Thursday, March 23, 2017

BlackBerry Introduces Privacy Shade and Other Updates...admits BB10 is dying

As BlackBerry fully adopts Android as its operating system, the company is bringing the security features it is renowned for to an OS with a dubious track record when it comes to security. This includes regular updates as well as introducing new apps, which address security and privacy issues. The roll-out of the March security updates come after the introduction of the new KEYone phone at MWC 2017 in Barcelona. This month there is a new app called Privacy Shade, along with additional updates to the existing line of applications.
On the company blog, Michael Clewley, Director of Software Product Management, says:
“Privacy Shade will let you read emails, messages and personal content at any time without worrying about snoopers, even if someone is looking over your shoulder. The app allows you to view private information in public places — like on the train or in a restaurant — by obscuring the parts of the screen that you’re not actively viewing or using, while still allowing you to interact with the obscured parts.”
While worrying about people looking over your shoulder might seem a bit paranoid, visual hacking is a serious problem. It’s one that has led PC, monitor and screen protector manufacturers to come up with solutions to address this issue.

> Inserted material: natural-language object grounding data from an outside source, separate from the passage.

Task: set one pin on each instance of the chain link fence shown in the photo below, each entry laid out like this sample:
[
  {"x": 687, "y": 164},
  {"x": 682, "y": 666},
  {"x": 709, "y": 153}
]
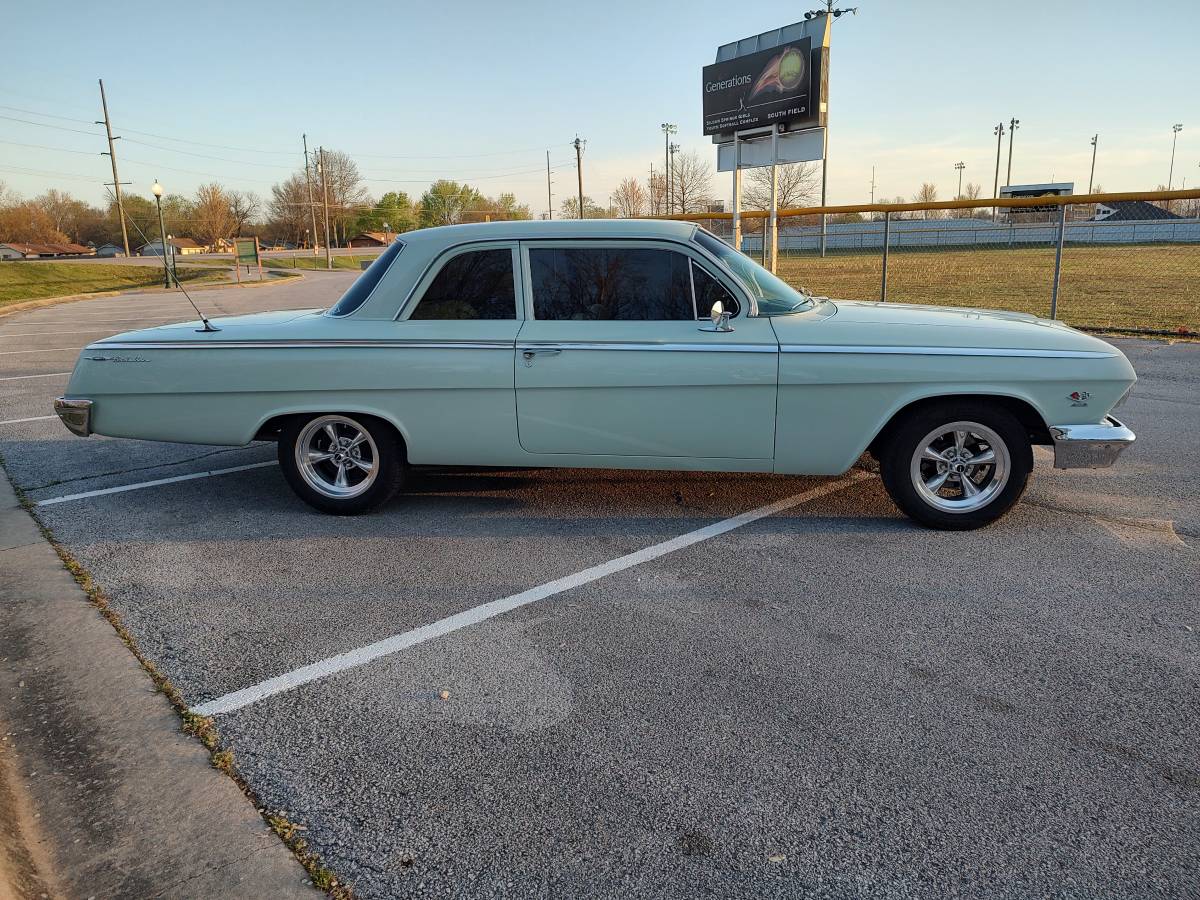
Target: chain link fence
[{"x": 1123, "y": 264}]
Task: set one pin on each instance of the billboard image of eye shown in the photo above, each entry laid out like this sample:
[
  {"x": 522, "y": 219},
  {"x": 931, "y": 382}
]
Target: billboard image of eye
[
  {"x": 768, "y": 87},
  {"x": 783, "y": 73}
]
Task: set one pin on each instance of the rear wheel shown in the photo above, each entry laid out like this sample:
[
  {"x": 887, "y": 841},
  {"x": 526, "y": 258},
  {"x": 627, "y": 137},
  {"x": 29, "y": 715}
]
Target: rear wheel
[
  {"x": 340, "y": 463},
  {"x": 957, "y": 465}
]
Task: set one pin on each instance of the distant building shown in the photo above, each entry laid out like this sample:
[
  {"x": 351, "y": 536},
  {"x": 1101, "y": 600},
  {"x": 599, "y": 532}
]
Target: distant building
[
  {"x": 21, "y": 250},
  {"x": 1129, "y": 211},
  {"x": 372, "y": 239},
  {"x": 180, "y": 246}
]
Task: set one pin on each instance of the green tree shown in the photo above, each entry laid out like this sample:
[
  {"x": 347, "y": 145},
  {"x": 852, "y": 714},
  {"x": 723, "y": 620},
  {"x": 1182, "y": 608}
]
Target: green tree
[{"x": 448, "y": 203}]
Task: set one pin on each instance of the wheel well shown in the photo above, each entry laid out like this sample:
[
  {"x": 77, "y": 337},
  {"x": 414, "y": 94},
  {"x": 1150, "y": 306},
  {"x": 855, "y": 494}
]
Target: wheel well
[
  {"x": 271, "y": 429},
  {"x": 1025, "y": 414}
]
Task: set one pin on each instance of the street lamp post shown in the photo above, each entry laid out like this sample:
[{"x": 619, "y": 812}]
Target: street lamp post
[
  {"x": 1175, "y": 136},
  {"x": 1091, "y": 175},
  {"x": 162, "y": 234}
]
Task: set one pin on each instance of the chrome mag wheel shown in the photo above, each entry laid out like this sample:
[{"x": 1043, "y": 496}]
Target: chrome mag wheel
[
  {"x": 336, "y": 456},
  {"x": 960, "y": 467}
]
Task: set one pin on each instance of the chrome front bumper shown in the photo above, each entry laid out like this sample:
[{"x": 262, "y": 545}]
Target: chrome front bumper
[
  {"x": 1089, "y": 447},
  {"x": 76, "y": 414}
]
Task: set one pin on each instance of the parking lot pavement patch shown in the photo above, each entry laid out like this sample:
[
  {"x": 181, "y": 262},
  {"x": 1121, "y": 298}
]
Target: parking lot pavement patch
[{"x": 127, "y": 804}]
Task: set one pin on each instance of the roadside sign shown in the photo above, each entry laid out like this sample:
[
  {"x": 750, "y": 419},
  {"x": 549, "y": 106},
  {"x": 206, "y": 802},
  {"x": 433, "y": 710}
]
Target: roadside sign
[{"x": 246, "y": 253}]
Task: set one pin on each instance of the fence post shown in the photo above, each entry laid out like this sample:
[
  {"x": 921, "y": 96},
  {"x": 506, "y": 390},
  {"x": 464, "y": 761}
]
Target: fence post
[
  {"x": 1057, "y": 261},
  {"x": 887, "y": 240}
]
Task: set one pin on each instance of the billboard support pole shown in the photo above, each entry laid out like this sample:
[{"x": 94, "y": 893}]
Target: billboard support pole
[
  {"x": 737, "y": 192},
  {"x": 774, "y": 198}
]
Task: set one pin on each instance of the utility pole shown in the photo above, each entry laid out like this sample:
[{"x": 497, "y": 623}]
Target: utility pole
[
  {"x": 579, "y": 168},
  {"x": 999, "y": 131},
  {"x": 667, "y": 131},
  {"x": 1170, "y": 175},
  {"x": 1091, "y": 175},
  {"x": 324, "y": 191},
  {"x": 117, "y": 180},
  {"x": 307, "y": 178},
  {"x": 829, "y": 16},
  {"x": 1012, "y": 130}
]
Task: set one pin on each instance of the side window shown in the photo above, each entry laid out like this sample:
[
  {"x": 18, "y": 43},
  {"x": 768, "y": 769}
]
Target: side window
[
  {"x": 708, "y": 292},
  {"x": 477, "y": 285},
  {"x": 610, "y": 283}
]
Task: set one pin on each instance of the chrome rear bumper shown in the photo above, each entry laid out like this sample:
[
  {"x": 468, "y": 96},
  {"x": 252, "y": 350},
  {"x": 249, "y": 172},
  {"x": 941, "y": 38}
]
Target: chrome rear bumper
[
  {"x": 76, "y": 414},
  {"x": 1090, "y": 447}
]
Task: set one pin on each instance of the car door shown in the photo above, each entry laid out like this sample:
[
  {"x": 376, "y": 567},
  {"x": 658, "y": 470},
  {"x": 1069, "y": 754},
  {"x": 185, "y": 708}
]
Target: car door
[
  {"x": 617, "y": 359},
  {"x": 455, "y": 339}
]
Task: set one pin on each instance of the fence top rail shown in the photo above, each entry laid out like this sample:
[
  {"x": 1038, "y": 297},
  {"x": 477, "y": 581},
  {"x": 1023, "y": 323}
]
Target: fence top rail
[{"x": 1003, "y": 202}]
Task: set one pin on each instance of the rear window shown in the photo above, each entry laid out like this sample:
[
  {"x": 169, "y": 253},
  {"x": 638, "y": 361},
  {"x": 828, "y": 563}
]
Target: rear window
[{"x": 365, "y": 283}]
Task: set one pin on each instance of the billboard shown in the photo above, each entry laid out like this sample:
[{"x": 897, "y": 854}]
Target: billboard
[{"x": 777, "y": 85}]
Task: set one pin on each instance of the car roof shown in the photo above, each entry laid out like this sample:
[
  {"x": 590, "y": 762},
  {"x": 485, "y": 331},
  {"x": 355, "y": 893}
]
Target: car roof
[{"x": 537, "y": 229}]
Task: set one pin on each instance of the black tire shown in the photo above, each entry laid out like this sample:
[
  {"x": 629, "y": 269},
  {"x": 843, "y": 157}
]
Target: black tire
[
  {"x": 373, "y": 466},
  {"x": 997, "y": 484}
]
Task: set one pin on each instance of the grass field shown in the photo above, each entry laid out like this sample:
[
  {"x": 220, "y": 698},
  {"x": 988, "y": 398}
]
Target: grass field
[
  {"x": 35, "y": 280},
  {"x": 1147, "y": 287}
]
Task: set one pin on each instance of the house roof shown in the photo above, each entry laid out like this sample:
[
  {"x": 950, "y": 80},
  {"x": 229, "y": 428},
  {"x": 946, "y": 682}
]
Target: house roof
[
  {"x": 1131, "y": 211},
  {"x": 45, "y": 250}
]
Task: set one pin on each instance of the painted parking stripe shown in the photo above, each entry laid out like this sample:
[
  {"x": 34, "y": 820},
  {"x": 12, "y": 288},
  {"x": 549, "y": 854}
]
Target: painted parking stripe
[
  {"x": 316, "y": 671},
  {"x": 47, "y": 375},
  {"x": 156, "y": 483}
]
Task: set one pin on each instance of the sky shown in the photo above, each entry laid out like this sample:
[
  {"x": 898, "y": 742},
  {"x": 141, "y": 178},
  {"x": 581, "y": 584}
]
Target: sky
[{"x": 479, "y": 91}]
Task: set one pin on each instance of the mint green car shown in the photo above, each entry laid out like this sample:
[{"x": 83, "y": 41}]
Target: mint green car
[{"x": 639, "y": 345}]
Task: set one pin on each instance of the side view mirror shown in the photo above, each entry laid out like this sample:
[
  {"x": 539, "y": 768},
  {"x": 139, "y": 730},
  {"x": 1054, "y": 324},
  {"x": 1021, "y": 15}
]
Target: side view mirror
[{"x": 720, "y": 318}]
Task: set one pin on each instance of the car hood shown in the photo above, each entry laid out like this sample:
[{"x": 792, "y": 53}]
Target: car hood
[
  {"x": 883, "y": 324},
  {"x": 233, "y": 328}
]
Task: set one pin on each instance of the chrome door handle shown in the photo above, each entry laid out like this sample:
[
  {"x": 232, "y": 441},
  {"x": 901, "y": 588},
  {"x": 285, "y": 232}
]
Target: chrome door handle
[{"x": 529, "y": 354}]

With Privacy Shade, BlackBerry has created an app that prevents anyone around you from easily seeing what is on your screen. The concept is actually quite ingenious. Privacy Shade lets you control the area of the screen you are viewing and block out everything else, while still allowing you to interact with the entire screen.
When you turn the BlackBerry Privacy Shade app on, you adjust the transparency of the shade depending on the lighting condition of where you happen to be. Once you make the adjustment, the app exposes the area you are reading or typing in, leaving everything else dark.
The other updates to Blackberry’s Android operating system include a new version of BlackBerry Hub that adds dual-SIM support for BlackBerry smartphones, as well as new features for Kik and Telegram, Android Wear Notifications, Contacts, and DTEK. Kik and Telegram are popular messaging services for mobile devices, and with the update, users can enable auto cc: or bcc: when sending a message. And according to Clewley, the settings can be applied to individual accounts.
Android Wear Notifications, which is in beta, will let you read and delete Hub items via Android Wear devices with Hub+ notifications.
Another feature has been added finding and linking duplicate contacts to get rid of the clutter. As for DTEK, BlackBerry’s security monitoring app, users will receive a notification if an OS Integrity issue has been detected.
But in a rather unfortunate twist, BlackBerry has finally acknowledged problems with the much-delayed 10.3.3 update to BlackBerry 10 that users began to receive late last year.
In September 2015, as it announced the company’s first Android device, BlackBerry CEO John Chen promised that its home grown BB10 platform wasn’t dead. It had last received an update with new features in February 2015. Chen explained that BB10 users would receive two further "platform updates focused on security and privacy enhancements", the first coming in March 2016.
That was a way of saying that the BB10 platform was going into maintenance mode, and users shouldn’t expect any new features. As we explained, the Qt-based Cascades development environment needed significant investment to bring it up to date, and BB10 devices sales didn’t justify it. Since then BlackBerry Mobile has been created as a software and licensing unit, with partners, principally TCL, handling the design, marketing and logistics of selling BlackBerry-branded phones.
The promised update, which qualified for US National Information Assurance Partnership (NIAP) certification, only rolled out in December, and only initially for US users. (UK devices began to receive 10.3.3 last month.)
But even though 10.3.3 didn’t contain any new features, it has caused users problems, BlackBerry acknowledges in a release note. These include:
  • Slow/poor performance
  • Menu items missing or slow to respond
  • Device temperature warmer than usual
  • Applications not opening
  • [The device being] unable to connect to wireless networks


The advice? Walk away from your BlackBerry for 24 hours!
Users aren’t impressed, partly because it was typical for users to expect a “settling in” period after a fresh install, and partly because it doesn’t acknowledge that 10.3.3 has brought new problems.
Alas, the problems are compounded by other evidence of decay in the BB10 world. For users to backup their mission critical phone logs, or migrate them to another device, BlackBerry’s desktop software Link needs to be used. But the combination of BlackBerry Link and 10.3.3 works only erratically, or not at all, with Windows 10 and Mac OS Sierra, and there’s no indication it will ever receive an update. To keep backing up that vital data, users need to keep their phone on 10.3.2 and an older version of Mac or Windows: preferably both.
Two years ago BlackBerry’s enterprise chief told us the company had “left people behind” in its migration to BB10 in 2013. Internal network data showed that millions were clinging to their older BlackBerry devices. Now it’s BB10 user’s turn to be left behind, too.